Both deGraaf and Gilbert said one of the first conversations should be about power of attorney to ensure clients have legal documents in place in case of incapacity. Financial advisers should then ask to meet with both the client and their power of attorney before a crisis comes.

While most people hold powers of attorney want to work in the interest of the client, it is up to the adviser to watch out for those who want to change investment strategies or save money at the expense of an aging family member.

“We could use more estate planning specialists, to look out for the red flags of power of attorney abuse,” said deGraaf, whose EPC designation taught her to gauge family dynamics and watch for odd transactions.


Investment strategy aside, financial advisers should consider the physical needs of an aging clientele.
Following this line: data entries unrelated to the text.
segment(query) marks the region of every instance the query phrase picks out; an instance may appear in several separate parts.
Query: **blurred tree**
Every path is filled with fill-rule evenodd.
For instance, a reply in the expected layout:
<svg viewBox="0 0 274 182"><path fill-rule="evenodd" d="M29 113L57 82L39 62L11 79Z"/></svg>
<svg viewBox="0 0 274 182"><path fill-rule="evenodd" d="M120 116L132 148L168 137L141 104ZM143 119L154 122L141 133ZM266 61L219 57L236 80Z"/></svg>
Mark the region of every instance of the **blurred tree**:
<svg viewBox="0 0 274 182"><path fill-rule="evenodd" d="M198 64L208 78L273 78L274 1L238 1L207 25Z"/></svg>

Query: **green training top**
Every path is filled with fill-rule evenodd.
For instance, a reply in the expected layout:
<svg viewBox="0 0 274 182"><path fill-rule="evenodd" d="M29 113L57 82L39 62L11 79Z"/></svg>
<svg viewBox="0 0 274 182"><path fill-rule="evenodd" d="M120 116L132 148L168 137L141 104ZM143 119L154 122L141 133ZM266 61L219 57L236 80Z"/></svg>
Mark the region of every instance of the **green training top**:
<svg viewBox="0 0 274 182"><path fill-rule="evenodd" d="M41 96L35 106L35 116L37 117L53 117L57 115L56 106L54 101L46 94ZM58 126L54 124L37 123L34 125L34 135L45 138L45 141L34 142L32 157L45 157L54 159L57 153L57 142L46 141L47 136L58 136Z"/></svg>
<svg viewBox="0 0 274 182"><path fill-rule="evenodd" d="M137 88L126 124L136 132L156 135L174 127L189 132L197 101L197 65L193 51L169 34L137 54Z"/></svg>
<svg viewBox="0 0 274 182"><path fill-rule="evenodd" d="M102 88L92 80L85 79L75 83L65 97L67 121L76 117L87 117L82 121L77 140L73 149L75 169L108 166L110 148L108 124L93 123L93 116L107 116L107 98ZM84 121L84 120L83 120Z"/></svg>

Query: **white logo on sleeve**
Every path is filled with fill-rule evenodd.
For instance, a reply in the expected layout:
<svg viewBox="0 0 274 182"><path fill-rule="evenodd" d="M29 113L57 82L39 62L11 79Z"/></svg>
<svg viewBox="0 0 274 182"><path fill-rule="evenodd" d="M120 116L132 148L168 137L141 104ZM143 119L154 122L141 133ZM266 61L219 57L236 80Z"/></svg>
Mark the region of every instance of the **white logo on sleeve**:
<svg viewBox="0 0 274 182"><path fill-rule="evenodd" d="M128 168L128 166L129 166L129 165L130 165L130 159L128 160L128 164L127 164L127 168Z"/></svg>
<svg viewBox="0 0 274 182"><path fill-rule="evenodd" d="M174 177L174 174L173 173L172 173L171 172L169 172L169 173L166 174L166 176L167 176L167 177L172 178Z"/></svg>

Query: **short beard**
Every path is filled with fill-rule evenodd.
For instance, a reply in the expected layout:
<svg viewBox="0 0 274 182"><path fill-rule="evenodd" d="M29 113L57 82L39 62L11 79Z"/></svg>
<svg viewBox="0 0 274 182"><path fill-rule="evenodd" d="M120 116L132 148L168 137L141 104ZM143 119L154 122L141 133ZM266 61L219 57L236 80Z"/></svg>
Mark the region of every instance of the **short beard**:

Meetings should be accompanied by documentation to aid memory and comprehension, and be designed for older eyes. Fonts should be simple and large, in black and white. Background music should be avoided. The office should be accessible by wheelchair and walker, with clear pathways and bright lights.

Better yet, Gilbert said, meet clients in their home, eliminating transportation or mobility issues. That way, in addition to providing investment help, an adviser can watch for health issues or signs of neglect. And time meetings with care.

“There may be times of the day when a person is in better form mentally and physically,” she noted. An elderly person may be least fatigued in the morning, or in less pain after medication in the afternoon.

DeGraaf said she generally makes home visits, and spends more time with her older clients.

“They do need more reassurance than some younger generation might, but they are very appreciative of it - to have that peace of mind,” said deGraaf. “I find it very rewarding.”